Antalagor commented 4 years ago

It is very hard to find the right operation (PPO2). In my case i use continuous action space and the pi-net ist supposed to give me a mean and std and all i need is a gaussian shuffle and clipping. however, the clipping and drawing is done outside of the tf-framework. i actually fail to get the right nodes of the graph. and even at the parts of code, where a sess.run(.) gets invoked, I only find variables with rich set of dependencies.

@jazzchipc: How did you choose to fetch output/strided_slice? Why is this the node I'm looking for? In my case its yielding an INT32-Tensor which is clearly not intended (continuous action space).

josealeixopc commented 4 years ago

@Antalagor This was quite a while ago, but I remember going through the PPO2 baseline code using a debugger to see what tensors where used to get the action for my environment (which was discrete, not continuous) and seeing that it got the action from output/strided_slice. I'm afraid I can't help much more than that, sorry.

Antalagor commented 4 years ago

Thx for the answer, debugging turned out to be a great idea. I use FeedForwardPolicy. Line 576 in stable_baselines(2.8.0).common.policies invokes the sess.run yielding the action values. The Ob is named output/add in my case. (Clipping to action-space bounds is handled with numpy code outside the tf-world, so this still needs to be done afterwards in the jvm.)

I validated by feeding a constant obvservation tensor multiple times through both models (original python model and imported java repr) and comparing resulting action distributions.

bektaskemal commented 4 years ago

Hi, I wonder how should I change this function to make it work for SAC instead of PPO?

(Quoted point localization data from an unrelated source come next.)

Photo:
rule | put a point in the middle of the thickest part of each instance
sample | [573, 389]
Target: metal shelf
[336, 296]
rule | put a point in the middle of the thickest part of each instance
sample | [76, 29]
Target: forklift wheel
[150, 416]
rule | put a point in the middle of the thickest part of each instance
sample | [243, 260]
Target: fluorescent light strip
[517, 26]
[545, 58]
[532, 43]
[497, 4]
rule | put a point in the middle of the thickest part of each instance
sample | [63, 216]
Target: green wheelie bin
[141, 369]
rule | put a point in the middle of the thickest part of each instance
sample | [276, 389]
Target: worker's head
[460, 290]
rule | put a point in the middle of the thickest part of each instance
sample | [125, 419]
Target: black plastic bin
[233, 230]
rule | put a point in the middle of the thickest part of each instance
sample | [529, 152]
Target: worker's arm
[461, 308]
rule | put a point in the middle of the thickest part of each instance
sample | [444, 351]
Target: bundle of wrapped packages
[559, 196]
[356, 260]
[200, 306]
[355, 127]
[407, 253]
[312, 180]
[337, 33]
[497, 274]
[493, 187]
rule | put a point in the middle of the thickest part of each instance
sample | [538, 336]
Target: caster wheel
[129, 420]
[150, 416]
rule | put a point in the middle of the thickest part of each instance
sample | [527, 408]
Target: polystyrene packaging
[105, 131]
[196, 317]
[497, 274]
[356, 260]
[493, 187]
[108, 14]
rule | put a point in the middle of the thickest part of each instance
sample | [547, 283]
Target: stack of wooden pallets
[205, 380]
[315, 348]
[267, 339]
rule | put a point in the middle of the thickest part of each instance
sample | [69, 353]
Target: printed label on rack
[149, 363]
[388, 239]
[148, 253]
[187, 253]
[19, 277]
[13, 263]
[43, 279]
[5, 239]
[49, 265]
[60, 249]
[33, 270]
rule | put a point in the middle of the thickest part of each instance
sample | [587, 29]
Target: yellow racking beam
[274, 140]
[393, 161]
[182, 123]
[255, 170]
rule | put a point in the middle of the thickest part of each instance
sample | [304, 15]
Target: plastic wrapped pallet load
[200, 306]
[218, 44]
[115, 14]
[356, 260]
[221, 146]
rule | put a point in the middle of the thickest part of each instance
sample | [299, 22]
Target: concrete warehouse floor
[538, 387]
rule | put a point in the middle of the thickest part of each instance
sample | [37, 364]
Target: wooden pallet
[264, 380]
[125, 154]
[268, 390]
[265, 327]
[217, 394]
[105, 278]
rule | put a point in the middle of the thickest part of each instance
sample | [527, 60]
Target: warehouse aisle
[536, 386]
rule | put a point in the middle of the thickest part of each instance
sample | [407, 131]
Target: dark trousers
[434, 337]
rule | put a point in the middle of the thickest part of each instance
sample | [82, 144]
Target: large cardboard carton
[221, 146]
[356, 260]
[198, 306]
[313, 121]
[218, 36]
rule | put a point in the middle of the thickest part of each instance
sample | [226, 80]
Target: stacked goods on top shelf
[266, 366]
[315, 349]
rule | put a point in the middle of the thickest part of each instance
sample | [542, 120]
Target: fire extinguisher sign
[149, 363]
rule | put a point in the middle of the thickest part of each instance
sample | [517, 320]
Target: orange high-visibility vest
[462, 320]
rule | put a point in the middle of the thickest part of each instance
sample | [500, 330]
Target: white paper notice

    tf.saved_model.simple_save(model.sess, checkpoint_name, inputs={"obs": model.act_model.obs_ph},
                               outputs={"action": model.action_ph})
Miffyli commented 4 years ago

@bektaskemal

You need to find the right input and output tensors for this, and good place to look for them is the predict function and associated policies. Looks like you need something like

tf.saved_model.simple_save(model.sess, checkpoint_name, 
    inputs={"obs": model.policy_tf.obs_ph},
    outputs={"action": model.policy_tf.policy}
)

Mind you, I have not tested this.

crobarcro commented 4 years ago

Thanks, but I get

AttributeError: 'PPO1' object has no attribute 'policy_tf'

and indeed, it only seems to have policy, policy_pi and policy_kwargs. I tried

inputs_dict = {
                "obs": model.policy.obs_ph
              }

outputs_dict = {
    "action": model.policy.action_ph
}

and

inputs_dict = {
                "obs": model.policy.obs_ph
              }

outputs_dict = {
    "action": model.policy.policy
}

but in both cases get

AttributeError: 'property' object has no attribute 'dtype'

Miffyli commented 4 years ago

@crobarcro

You have to find the right variables for these which vary from algorithm to algorithm. Also I suggest you use PPO2 instead of PPO1: the algorithm is same, PPO1 just uses (older, not-so-maintained) MPI to run the code, while PPO2 is more maintained.